We will use this design to answer two main sets of questions. First, we are interested in how successful attempts to hide caste are, and whether participants have sophisticated beliefs about whether others know their caste. For this we use endline questions that ask workers to guess the caste of their partner, and we see how guess accuracy is affected by the different treatment groups. In addition, we will explore (1) how guess accuracy compares with what an ML model can achieve using our baseline data, photographs, and voice recordings of each worker, (2) which baseline attributes (e.g. education, skin colour) predict more successful “passing,” and (3) which baseline attributes predict more successful guessing of the caste of partners.
Second, we are interested in how caste hiding affects task allocation, productivity, and social relations with the partner, with social relations captured by questions at endline.
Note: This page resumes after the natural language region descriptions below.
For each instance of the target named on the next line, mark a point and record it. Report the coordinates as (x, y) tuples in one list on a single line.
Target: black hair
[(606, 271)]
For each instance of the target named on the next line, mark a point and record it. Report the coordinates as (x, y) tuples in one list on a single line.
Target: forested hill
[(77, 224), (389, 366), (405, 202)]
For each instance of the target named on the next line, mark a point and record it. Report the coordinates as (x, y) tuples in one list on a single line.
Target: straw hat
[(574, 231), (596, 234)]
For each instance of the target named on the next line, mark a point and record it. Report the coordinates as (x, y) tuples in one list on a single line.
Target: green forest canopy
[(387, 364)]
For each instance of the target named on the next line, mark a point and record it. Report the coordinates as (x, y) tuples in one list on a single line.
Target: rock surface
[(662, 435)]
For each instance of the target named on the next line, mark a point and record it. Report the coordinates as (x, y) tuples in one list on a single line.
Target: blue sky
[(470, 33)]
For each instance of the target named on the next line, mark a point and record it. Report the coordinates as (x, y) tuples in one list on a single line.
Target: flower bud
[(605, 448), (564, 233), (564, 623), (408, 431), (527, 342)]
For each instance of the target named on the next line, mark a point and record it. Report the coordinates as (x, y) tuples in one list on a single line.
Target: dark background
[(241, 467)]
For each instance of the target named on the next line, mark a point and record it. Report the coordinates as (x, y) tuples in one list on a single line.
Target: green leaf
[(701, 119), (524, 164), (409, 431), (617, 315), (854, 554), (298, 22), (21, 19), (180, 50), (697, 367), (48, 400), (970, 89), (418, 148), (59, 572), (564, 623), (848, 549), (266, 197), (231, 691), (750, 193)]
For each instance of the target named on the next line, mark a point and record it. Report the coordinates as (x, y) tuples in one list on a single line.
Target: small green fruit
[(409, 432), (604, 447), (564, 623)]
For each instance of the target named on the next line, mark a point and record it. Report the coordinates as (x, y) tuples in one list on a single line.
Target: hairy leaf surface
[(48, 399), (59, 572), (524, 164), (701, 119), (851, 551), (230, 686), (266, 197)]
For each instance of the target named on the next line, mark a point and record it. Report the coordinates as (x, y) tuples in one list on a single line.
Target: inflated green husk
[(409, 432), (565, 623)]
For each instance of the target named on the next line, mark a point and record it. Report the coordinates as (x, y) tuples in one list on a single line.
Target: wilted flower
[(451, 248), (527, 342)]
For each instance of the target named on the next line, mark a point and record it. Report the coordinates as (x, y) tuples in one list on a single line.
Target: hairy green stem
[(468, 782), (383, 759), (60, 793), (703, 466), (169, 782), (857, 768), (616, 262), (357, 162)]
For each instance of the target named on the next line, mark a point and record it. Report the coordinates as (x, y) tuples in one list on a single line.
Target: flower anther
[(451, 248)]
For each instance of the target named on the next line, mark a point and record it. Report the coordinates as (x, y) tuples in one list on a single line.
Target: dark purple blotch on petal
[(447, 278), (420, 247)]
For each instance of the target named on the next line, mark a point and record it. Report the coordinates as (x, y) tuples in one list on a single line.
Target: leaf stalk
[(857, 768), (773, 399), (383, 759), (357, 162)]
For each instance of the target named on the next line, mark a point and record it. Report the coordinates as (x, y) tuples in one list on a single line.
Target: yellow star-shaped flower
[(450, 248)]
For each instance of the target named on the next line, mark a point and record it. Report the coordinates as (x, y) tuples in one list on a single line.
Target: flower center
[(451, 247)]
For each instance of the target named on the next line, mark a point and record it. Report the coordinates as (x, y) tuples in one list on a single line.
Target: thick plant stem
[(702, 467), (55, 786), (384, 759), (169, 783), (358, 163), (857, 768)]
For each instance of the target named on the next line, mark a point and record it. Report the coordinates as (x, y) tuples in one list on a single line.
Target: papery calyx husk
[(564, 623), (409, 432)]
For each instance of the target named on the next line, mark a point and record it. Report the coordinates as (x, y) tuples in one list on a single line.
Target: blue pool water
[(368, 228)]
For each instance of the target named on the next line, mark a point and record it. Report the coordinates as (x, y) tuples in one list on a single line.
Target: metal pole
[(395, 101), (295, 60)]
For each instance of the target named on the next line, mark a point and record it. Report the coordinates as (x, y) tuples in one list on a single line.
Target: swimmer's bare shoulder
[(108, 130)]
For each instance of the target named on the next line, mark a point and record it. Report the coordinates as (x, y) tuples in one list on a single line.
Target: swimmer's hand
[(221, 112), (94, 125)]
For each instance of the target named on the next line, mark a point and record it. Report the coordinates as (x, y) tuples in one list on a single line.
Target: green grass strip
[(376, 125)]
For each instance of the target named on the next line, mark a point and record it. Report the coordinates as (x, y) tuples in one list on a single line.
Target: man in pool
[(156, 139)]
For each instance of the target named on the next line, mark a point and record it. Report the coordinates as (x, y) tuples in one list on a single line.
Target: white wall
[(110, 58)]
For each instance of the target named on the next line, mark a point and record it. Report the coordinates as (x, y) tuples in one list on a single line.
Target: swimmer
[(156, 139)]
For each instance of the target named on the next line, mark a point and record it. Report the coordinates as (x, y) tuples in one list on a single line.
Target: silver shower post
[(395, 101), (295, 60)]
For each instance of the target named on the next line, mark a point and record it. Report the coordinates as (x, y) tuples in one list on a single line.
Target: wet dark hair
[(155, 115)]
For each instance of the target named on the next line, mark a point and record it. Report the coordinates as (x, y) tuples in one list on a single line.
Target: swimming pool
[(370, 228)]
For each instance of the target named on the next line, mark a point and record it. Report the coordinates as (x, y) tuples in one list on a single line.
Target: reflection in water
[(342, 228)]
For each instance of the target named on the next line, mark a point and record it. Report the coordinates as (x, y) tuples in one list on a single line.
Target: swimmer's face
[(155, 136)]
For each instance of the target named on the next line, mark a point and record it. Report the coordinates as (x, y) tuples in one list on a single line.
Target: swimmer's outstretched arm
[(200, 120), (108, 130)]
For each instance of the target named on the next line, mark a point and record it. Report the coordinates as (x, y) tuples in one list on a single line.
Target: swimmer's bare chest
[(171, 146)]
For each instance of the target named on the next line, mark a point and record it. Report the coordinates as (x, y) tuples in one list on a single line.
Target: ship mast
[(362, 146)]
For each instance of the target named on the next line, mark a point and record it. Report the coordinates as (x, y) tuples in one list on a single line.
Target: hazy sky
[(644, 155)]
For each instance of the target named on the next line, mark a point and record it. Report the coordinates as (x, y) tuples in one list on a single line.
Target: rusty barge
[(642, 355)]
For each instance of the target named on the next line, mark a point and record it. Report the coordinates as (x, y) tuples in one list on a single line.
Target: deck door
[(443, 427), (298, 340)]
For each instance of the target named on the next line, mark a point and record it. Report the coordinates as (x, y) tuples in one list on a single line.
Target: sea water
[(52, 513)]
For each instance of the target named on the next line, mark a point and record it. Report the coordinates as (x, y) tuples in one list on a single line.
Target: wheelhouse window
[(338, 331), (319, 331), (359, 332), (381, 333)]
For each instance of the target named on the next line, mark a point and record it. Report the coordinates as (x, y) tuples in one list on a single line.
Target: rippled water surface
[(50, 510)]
The data entry tasks themselves will vary in difficulty, with a subset of tasks carried out in random order. This allows us to test whether productivity effects depend on the nature and difficulty of the task.
For all tasks but one, pairs will also be asked to decide which worker does the “high-status” task of controlling the tablet, and which does the “low-status” task of reading the information to be recorded (from a set of printed sheets). The high-status task comes with a monetary bonus. We can then test for the effects of the treatments on task allocation. One task will be randomly chosen to have the high vs. low status role assignment randomly assigned.
For our analysis, we will run OLS regressions with randomization strata fixed effects, age and education, and a baseline-measured dependent variable when available. We will cluster standard errors at the pair-level (for outcomes measured at the individual level).
[Amendment January 13, 2025, when N = 58 had been completed] Our primary interest is in comparing endline outcomes between the three treatment groups. In the case that the caste-guessing accuracy is similar in the HL-Hide and HL-FirstName treatment groups, we will also pool HL-Hide and HL-FirstName for a higher-powered test of the effects of hiding caste.